Pay-What-You-Can at the door


Eighth & Eight Creative Spaces


Tabla with Hari Pal


The always engaging and magnanimous musician and host Cassius Khan and a variety of highly accomplished musicians and tea specialists take the audience on a musical journey around the world, bringing you connection to generations past through songs and experiences that have endured for thousands of years.

Join Cassius and Hari Pal for an illuminating afternoon of music and refreshments. Global Tea Series performances are by Pay-What-You-Can admission. Audience is encouraged to pay what they are able – there is no minimum or maximum amount – in order to keep the arts accessible for all. Payment will be collected at the door on the afternoon of the performance, and cash, credit and debit are accepted methods of payment.


Canada’s most recognizable Indian Classical musician, the globally renowned Cassius Khan is a performer of combining the Classical styles of Ghazal/Thumri singing and the Tabla, the North Indian pair of drums and presents both, simultaneously. He is the senior disciples of the late Malika e Tarannum Mushtari Begum (Dec 25th 1934-March 14th 2004) and Tabla maestro Ustad Rukhsar Ali, who belongs to the Delhi Gharana of Tabla playing. Combining Indian Classical singing with Tabla, for a single artist, is a first in Indian classical music. Many noted Indian Classical Music gurus have proclaimed that singing and playing Tabla in unison is a difficult feat to master as Tabla playing requires skill and strength, as well as an absolute concentration on the kaleidoscopic rhythm patterns of the repertoire, and singing requires absolute skill in the execution of notes and vibrations of the voice and excellent breathing control. Khan’s trademark is performing the extremely rare and difficult “Tarannum Ang Gayaki style” in which the lyrics share a different metre from the rhythm but they join at the Sum point in a certain phrase.

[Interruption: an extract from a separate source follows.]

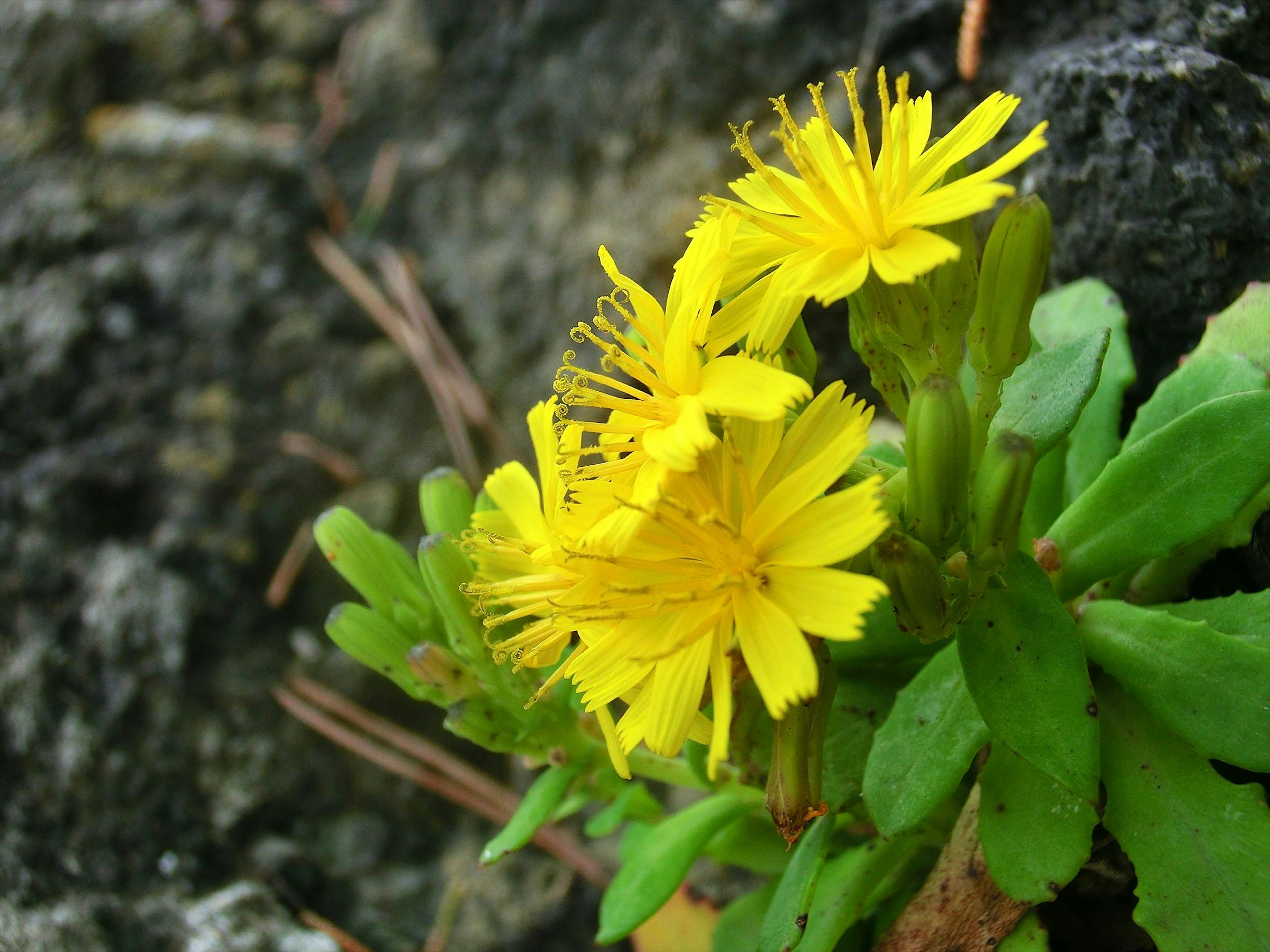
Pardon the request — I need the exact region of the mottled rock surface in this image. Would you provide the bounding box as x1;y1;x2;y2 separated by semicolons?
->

Hari Pal plays tabla in traditional North Indian as well as his own contemporary style. He has developed an unconventional style of tabla solo, where he uses seven tablas to amalgamate Eastern classical rhythms with melody and popular rhythms. His six tablas are usually tuned to a pentatonic scale and when played with a bass tabla (bayan), he creates an expression of rhythm in melody. His exposure to the music of different continents has had a deep influence on his creative rhythmic impulses. Parallel to his proficiency in North Indian style of tabla, he also plays dumbek and djembe. He has conducted several percussion concerts in Canada and USA to emphasize inter-cultural fusion of rhythms with African, Latin American, Middle Eastern and North American drummers.